I'm having another timetabled day - three quarter-hour slots of the following activities, in no particular order: cycling with the dog, playing the piano (Schumann), bringing out the pelargonium pots (they've been in the glass-house preparing for their debutante ball day!), clearing the mess which I half-cleared from the water race three days ago (oops), reading my excellent library detective novel, and - this last one's really dodgy.

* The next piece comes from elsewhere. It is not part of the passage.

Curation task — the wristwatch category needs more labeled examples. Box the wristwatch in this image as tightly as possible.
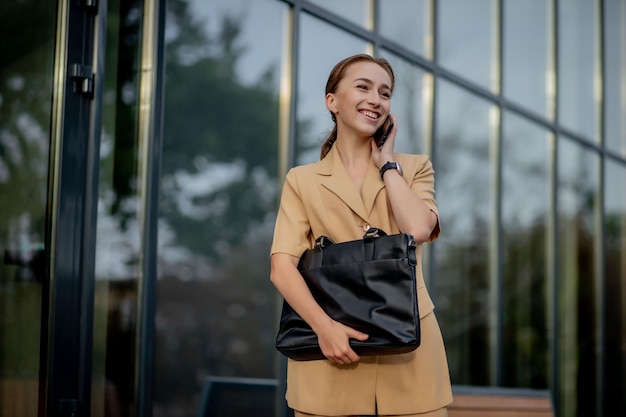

 It is the season of flowering spikes!
Lupins by the Water

I'm trying to draw (with coloured pencils) a proper map of the Wattle Woods paths. I've got a book called 'drawing garden plans', and they make it look easy - their curly pencil blobs actually look like shrubs. I've already spent ages and I have an amateurish page of coloured squiggles. And now to name the paths - help! I'm torn between the logical - 'main path, side path, back path' etc. and the whimsical - 'glass-house wiggle', for example.

Such are the 'busynesses' of a hard working gardener in summer. Oh - I'm also going to do put the hoses on and do some general gardening, probably weeding and trimming lawn edges. And all this will be completed before the cricket starts at 1pm. Like a good housewife (!) making the beds, washing the towels, mopping the kitchen floor, and doing the vacuuming before lunchtime...

Something That Fat People Do?

And later today I'm going aqua-jogging with my friend who is a teacher. 'What's aqua-jogging?' one of my friend's students asked. 'Oh - it's just something that fat people do' replied another. Hmm...

Mid Afternoon...

I've had a brilliant day - I've done something of everything. My piano is exciting - after struggling through Albeniz (in 7 flats with 2 double flats thrown in for good measure) I pulled out the Brahms Sonata in F Minor and it was so much easier (well, the first five pages were). So now I read my book and listen to the cricket - nice. I'd like to welcome the variegated pelargoniums to the house decking. Please enjoy your long flowering summer with us.